Like the author of the book I mentioned… I’ve always considered myself an extrovert. I’ve been told I’m the life of the party more than once; having no trouble relaying a funny story with ease and confidence, being able to relate to anyone and adjust my level of conversation to the subject in question and thereby form connections that leave the other person feeling good. However, the more inner work I’ve done and the more I’ve grown up, the more I’ve begun to realise that actually, this is a very unique grey area for me. As a child, I was actually really shy and always felt wired with anxiety in social settings.
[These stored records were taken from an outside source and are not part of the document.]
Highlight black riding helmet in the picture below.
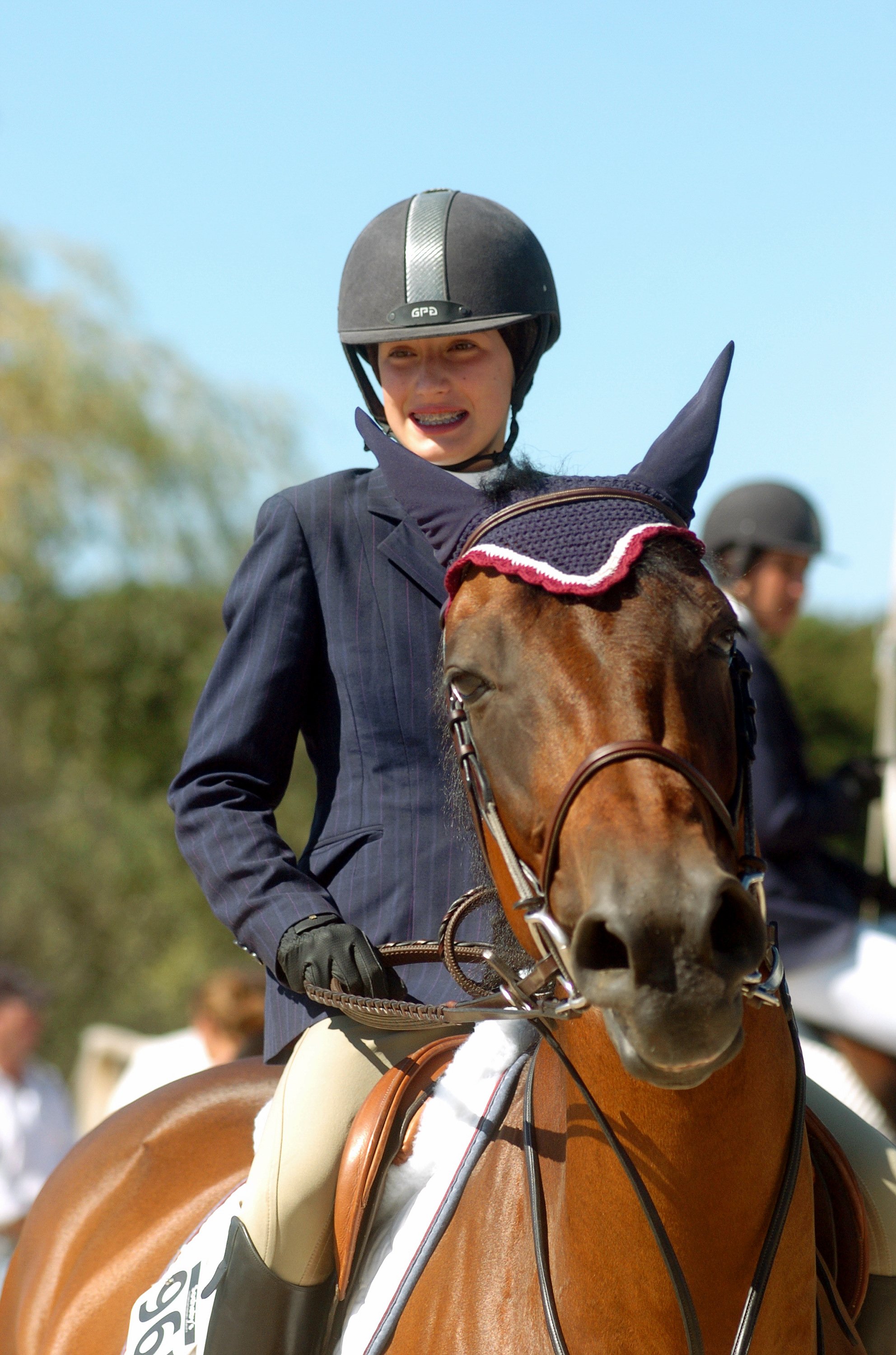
[704,481,823,577]
[339,188,560,453]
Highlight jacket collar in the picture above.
[367,467,446,606]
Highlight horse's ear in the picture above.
[630,343,735,522]
[355,409,488,565]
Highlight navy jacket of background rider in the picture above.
[737,637,865,967]
[169,469,481,1061]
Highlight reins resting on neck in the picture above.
[305,486,805,1355]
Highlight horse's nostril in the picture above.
[709,882,762,965]
[575,917,629,970]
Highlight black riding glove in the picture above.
[831,757,881,809]
[276,913,404,997]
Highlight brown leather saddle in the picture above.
[335,1035,869,1320]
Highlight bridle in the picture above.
[305,486,805,1355]
[447,488,805,1355]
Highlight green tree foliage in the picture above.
[771,617,877,776]
[0,240,313,1066]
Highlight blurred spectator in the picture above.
[0,963,75,1285]
[106,967,264,1115]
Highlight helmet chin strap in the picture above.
[442,413,519,470]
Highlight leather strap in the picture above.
[404,188,457,302]
[541,738,737,898]
[458,485,687,560]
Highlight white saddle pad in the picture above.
[122,1022,534,1355]
[122,1186,243,1355]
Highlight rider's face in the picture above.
[0,997,43,1080]
[378,329,514,470]
[732,550,809,635]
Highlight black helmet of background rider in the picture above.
[702,482,823,581]
[339,188,560,459]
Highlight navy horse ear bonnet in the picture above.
[355,343,735,599]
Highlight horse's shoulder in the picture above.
[0,1058,282,1355]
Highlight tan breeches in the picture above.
[240,1015,439,1285]
[240,1015,896,1285]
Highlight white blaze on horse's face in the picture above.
[446,541,766,1088]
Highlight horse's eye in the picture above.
[449,672,490,705]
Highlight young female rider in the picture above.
[171,188,560,1355]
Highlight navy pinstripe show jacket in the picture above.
[169,470,476,1061]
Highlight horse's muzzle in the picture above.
[572,869,766,1088]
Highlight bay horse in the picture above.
[0,539,862,1355]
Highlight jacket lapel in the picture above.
[367,469,446,606]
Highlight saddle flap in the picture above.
[805,1107,869,1318]
[333,1035,467,1299]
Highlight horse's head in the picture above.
[359,346,766,1087]
[444,538,766,1087]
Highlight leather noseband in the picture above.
[540,738,737,898]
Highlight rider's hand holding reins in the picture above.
[276,913,404,997]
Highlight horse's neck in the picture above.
[536,1008,815,1355]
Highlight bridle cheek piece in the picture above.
[447,648,784,1019]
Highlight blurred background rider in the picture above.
[0,963,75,1287]
[704,484,896,1127]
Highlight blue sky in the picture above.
[0,0,896,612]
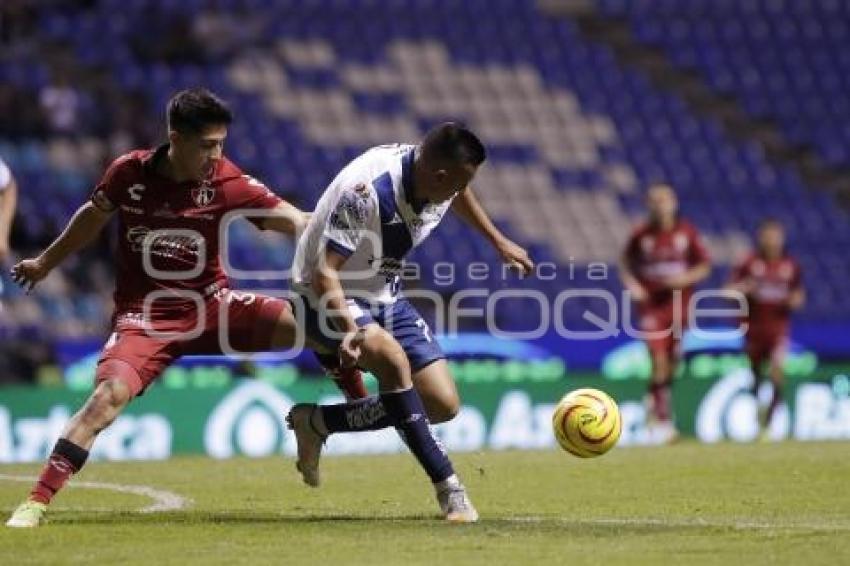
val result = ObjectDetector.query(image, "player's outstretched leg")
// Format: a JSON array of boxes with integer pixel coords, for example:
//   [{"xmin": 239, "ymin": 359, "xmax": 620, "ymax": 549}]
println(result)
[
  {"xmin": 649, "ymin": 349, "xmax": 679, "ymax": 444},
  {"xmin": 314, "ymin": 352, "xmax": 369, "ymax": 401},
  {"xmin": 289, "ymin": 325, "xmax": 478, "ymax": 522},
  {"xmin": 6, "ymin": 379, "xmax": 132, "ymax": 527}
]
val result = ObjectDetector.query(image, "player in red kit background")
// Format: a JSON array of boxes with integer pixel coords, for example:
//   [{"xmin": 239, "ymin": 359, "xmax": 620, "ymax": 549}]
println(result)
[
  {"xmin": 620, "ymin": 184, "xmax": 711, "ymax": 443},
  {"xmin": 727, "ymin": 219, "xmax": 806, "ymax": 438},
  {"xmin": 7, "ymin": 89, "xmax": 306, "ymax": 527}
]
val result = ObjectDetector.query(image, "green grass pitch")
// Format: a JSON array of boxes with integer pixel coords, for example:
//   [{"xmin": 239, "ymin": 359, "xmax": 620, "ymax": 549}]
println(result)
[{"xmin": 0, "ymin": 443, "xmax": 850, "ymax": 566}]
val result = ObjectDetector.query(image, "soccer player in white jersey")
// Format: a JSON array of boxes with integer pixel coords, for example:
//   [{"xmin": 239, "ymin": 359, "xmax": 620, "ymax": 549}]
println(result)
[
  {"xmin": 288, "ymin": 123, "xmax": 533, "ymax": 522},
  {"xmin": 0, "ymin": 155, "xmax": 18, "ymax": 266}
]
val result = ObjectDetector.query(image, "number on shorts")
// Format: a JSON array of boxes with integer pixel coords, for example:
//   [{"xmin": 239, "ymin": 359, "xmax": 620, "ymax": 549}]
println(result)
[{"xmin": 416, "ymin": 318, "xmax": 434, "ymax": 342}]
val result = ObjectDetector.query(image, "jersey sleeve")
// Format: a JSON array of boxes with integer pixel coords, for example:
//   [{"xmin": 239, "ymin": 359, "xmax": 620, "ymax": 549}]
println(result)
[
  {"xmin": 623, "ymin": 229, "xmax": 641, "ymax": 269},
  {"xmin": 0, "ymin": 159, "xmax": 12, "ymax": 193},
  {"xmin": 91, "ymin": 154, "xmax": 133, "ymax": 212},
  {"xmin": 227, "ymin": 175, "xmax": 283, "ymax": 210},
  {"xmin": 791, "ymin": 261, "xmax": 803, "ymax": 291},
  {"xmin": 323, "ymin": 183, "xmax": 377, "ymax": 257},
  {"xmin": 729, "ymin": 258, "xmax": 750, "ymax": 283}
]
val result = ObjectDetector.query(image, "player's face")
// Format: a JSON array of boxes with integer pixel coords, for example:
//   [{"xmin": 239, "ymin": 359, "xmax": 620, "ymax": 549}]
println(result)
[
  {"xmin": 426, "ymin": 164, "xmax": 478, "ymax": 204},
  {"xmin": 646, "ymin": 185, "xmax": 679, "ymax": 222},
  {"xmin": 759, "ymin": 224, "xmax": 785, "ymax": 255},
  {"xmin": 171, "ymin": 125, "xmax": 227, "ymax": 180}
]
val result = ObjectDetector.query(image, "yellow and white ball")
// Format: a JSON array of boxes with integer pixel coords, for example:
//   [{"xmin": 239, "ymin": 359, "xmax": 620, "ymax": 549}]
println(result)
[{"xmin": 552, "ymin": 389, "xmax": 623, "ymax": 458}]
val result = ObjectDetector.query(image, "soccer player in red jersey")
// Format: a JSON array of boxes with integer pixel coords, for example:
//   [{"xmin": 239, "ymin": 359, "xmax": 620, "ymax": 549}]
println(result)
[
  {"xmin": 0, "ymin": 155, "xmax": 18, "ymax": 266},
  {"xmin": 727, "ymin": 219, "xmax": 806, "ymax": 437},
  {"xmin": 620, "ymin": 184, "xmax": 711, "ymax": 443},
  {"xmin": 7, "ymin": 89, "xmax": 307, "ymax": 527}
]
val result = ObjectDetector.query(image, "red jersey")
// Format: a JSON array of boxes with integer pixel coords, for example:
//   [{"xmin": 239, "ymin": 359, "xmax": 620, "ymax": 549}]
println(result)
[
  {"xmin": 626, "ymin": 220, "xmax": 709, "ymax": 303},
  {"xmin": 732, "ymin": 254, "xmax": 802, "ymax": 331},
  {"xmin": 91, "ymin": 145, "xmax": 282, "ymax": 312}
]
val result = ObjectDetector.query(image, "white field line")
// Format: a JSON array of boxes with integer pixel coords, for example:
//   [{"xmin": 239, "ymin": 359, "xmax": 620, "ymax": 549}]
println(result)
[
  {"xmin": 0, "ymin": 474, "xmax": 192, "ymax": 513},
  {"xmin": 500, "ymin": 516, "xmax": 850, "ymax": 532}
]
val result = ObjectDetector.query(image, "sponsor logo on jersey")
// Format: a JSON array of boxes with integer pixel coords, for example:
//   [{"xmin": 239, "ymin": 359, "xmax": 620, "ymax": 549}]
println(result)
[
  {"xmin": 121, "ymin": 204, "xmax": 145, "ymax": 214},
  {"xmin": 92, "ymin": 191, "xmax": 115, "ymax": 212},
  {"xmin": 127, "ymin": 183, "xmax": 147, "ymax": 202},
  {"xmin": 192, "ymin": 184, "xmax": 215, "ymax": 207},
  {"xmin": 127, "ymin": 226, "xmax": 203, "ymax": 259},
  {"xmin": 153, "ymin": 202, "xmax": 177, "ymax": 218}
]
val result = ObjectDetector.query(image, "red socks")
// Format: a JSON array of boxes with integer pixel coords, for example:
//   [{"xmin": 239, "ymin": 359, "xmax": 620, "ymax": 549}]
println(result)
[{"xmin": 30, "ymin": 438, "xmax": 89, "ymax": 504}]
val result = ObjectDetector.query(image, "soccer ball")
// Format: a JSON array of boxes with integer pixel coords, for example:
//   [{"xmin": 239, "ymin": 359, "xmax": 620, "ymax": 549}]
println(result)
[{"xmin": 552, "ymin": 389, "xmax": 623, "ymax": 458}]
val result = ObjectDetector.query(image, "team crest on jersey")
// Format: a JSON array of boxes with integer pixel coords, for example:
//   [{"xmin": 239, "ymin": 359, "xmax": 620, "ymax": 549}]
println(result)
[
  {"xmin": 330, "ymin": 183, "xmax": 369, "ymax": 230},
  {"xmin": 192, "ymin": 184, "xmax": 215, "ymax": 207}
]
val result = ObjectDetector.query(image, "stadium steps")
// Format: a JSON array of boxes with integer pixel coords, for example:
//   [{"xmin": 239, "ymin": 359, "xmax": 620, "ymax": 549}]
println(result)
[{"xmin": 538, "ymin": 0, "xmax": 850, "ymax": 208}]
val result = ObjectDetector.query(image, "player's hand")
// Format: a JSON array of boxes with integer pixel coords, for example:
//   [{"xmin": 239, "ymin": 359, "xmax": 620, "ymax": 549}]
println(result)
[
  {"xmin": 12, "ymin": 257, "xmax": 50, "ymax": 293},
  {"xmin": 0, "ymin": 239, "xmax": 12, "ymax": 264},
  {"xmin": 496, "ymin": 238, "xmax": 534, "ymax": 275},
  {"xmin": 339, "ymin": 328, "xmax": 366, "ymax": 368},
  {"xmin": 628, "ymin": 283, "xmax": 649, "ymax": 303},
  {"xmin": 664, "ymin": 275, "xmax": 691, "ymax": 291}
]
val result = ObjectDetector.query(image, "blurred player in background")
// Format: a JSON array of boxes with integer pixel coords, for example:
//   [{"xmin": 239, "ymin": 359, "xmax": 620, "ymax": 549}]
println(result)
[
  {"xmin": 288, "ymin": 123, "xmax": 533, "ymax": 522},
  {"xmin": 0, "ymin": 158, "xmax": 18, "ymax": 266},
  {"xmin": 727, "ymin": 219, "xmax": 806, "ymax": 439},
  {"xmin": 620, "ymin": 184, "xmax": 711, "ymax": 443},
  {"xmin": 6, "ymin": 89, "xmax": 306, "ymax": 527}
]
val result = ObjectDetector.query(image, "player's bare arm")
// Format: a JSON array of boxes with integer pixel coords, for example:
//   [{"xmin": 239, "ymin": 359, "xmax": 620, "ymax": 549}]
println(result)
[
  {"xmin": 258, "ymin": 202, "xmax": 310, "ymax": 238},
  {"xmin": 0, "ymin": 177, "xmax": 18, "ymax": 261},
  {"xmin": 12, "ymin": 202, "xmax": 114, "ymax": 291},
  {"xmin": 788, "ymin": 287, "xmax": 806, "ymax": 311},
  {"xmin": 452, "ymin": 187, "xmax": 534, "ymax": 275},
  {"xmin": 618, "ymin": 253, "xmax": 649, "ymax": 303},
  {"xmin": 312, "ymin": 249, "xmax": 365, "ymax": 367}
]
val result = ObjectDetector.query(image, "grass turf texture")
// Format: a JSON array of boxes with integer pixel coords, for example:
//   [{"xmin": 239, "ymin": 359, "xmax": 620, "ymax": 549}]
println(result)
[{"xmin": 0, "ymin": 443, "xmax": 850, "ymax": 566}]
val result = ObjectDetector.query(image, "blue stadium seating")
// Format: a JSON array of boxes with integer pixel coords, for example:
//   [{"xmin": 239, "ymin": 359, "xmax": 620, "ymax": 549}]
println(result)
[{"xmin": 0, "ymin": 0, "xmax": 850, "ymax": 342}]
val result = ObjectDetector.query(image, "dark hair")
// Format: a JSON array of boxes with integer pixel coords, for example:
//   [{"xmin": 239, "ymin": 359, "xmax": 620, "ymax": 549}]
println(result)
[
  {"xmin": 421, "ymin": 122, "xmax": 487, "ymax": 166},
  {"xmin": 168, "ymin": 88, "xmax": 233, "ymax": 134},
  {"xmin": 759, "ymin": 220, "xmax": 785, "ymax": 232}
]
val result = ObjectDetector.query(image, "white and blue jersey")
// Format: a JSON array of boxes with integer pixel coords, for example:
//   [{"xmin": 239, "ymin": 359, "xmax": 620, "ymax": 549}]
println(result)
[
  {"xmin": 0, "ymin": 158, "xmax": 12, "ymax": 193},
  {"xmin": 292, "ymin": 144, "xmax": 451, "ymax": 371},
  {"xmin": 293, "ymin": 144, "xmax": 451, "ymax": 304}
]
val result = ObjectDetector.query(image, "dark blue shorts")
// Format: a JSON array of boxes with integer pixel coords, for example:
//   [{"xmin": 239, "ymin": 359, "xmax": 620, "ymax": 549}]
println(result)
[{"xmin": 295, "ymin": 297, "xmax": 446, "ymax": 372}]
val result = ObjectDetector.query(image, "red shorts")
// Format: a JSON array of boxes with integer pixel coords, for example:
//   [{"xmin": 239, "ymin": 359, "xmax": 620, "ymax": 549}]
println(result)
[
  {"xmin": 745, "ymin": 328, "xmax": 788, "ymax": 363},
  {"xmin": 95, "ymin": 289, "xmax": 289, "ymax": 396},
  {"xmin": 638, "ymin": 300, "xmax": 688, "ymax": 357}
]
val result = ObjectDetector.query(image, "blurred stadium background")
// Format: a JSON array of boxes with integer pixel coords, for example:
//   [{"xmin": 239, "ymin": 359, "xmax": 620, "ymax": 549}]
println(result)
[{"xmin": 0, "ymin": 0, "xmax": 850, "ymax": 461}]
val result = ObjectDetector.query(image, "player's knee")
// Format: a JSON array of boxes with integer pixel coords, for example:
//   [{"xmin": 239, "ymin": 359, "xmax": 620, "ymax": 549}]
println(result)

Extroversion evolved as a social mask that I put on, having perfected the art of low-key working people and being ‘likeable’ as a coping mechanism for not ‘fitting in’. And drinking lubed up my social gears until they moved with impeccable smoothness; such that by the end of the party, everyone loved me. If I strip away the alcohol I actually find the exact same social settings remarkably draining. As if I need a full day of being alone to recover from an evening out. This is called introversion, darling. And it is exciting as fuck. I am so excited to embrace this going forward.
My head just feels clear.
There is a haze. Like a fog in which my brain was permanently suspended whilst I was drinking, even when it was only in small amounts each week, like a glass of wine here or a gin there. The fog has now lifted and I feel remarkable. I understand increasingly why some religious texts deem alcohol a sin because it kind of is one to cloud our consciousness like that. It’s this tempting elixir that keeps us stuck in the matrix, inhibiting the evolution of consciousness and keeping the planet’s vibration low. I would roll my eyes at people who said this and now I see it. I get it. I’ve officially joined the conspiracy club and I’m alarmingly okay with it.
So what next?
I’m at this bizarre point in life where I genuinely don’t know if and when I will drink again. My own internal speculation has suggested that I become one of those really occasional drinkers. Like an elusive rare bird that sips mulled wine on Christmas day or raises a single glass of champagne at a wedding toast. Or I may go back to enjoying one glass of red every Friday night. Or someone who even gets drunk from time to time but just doesn’t blame stuff on alcohol anymore. I really, honestly don’t know.
In any case the only thing that I am promising myself that I will only do so when the time is right and the place is woke. That operates out of consciousness and not ego.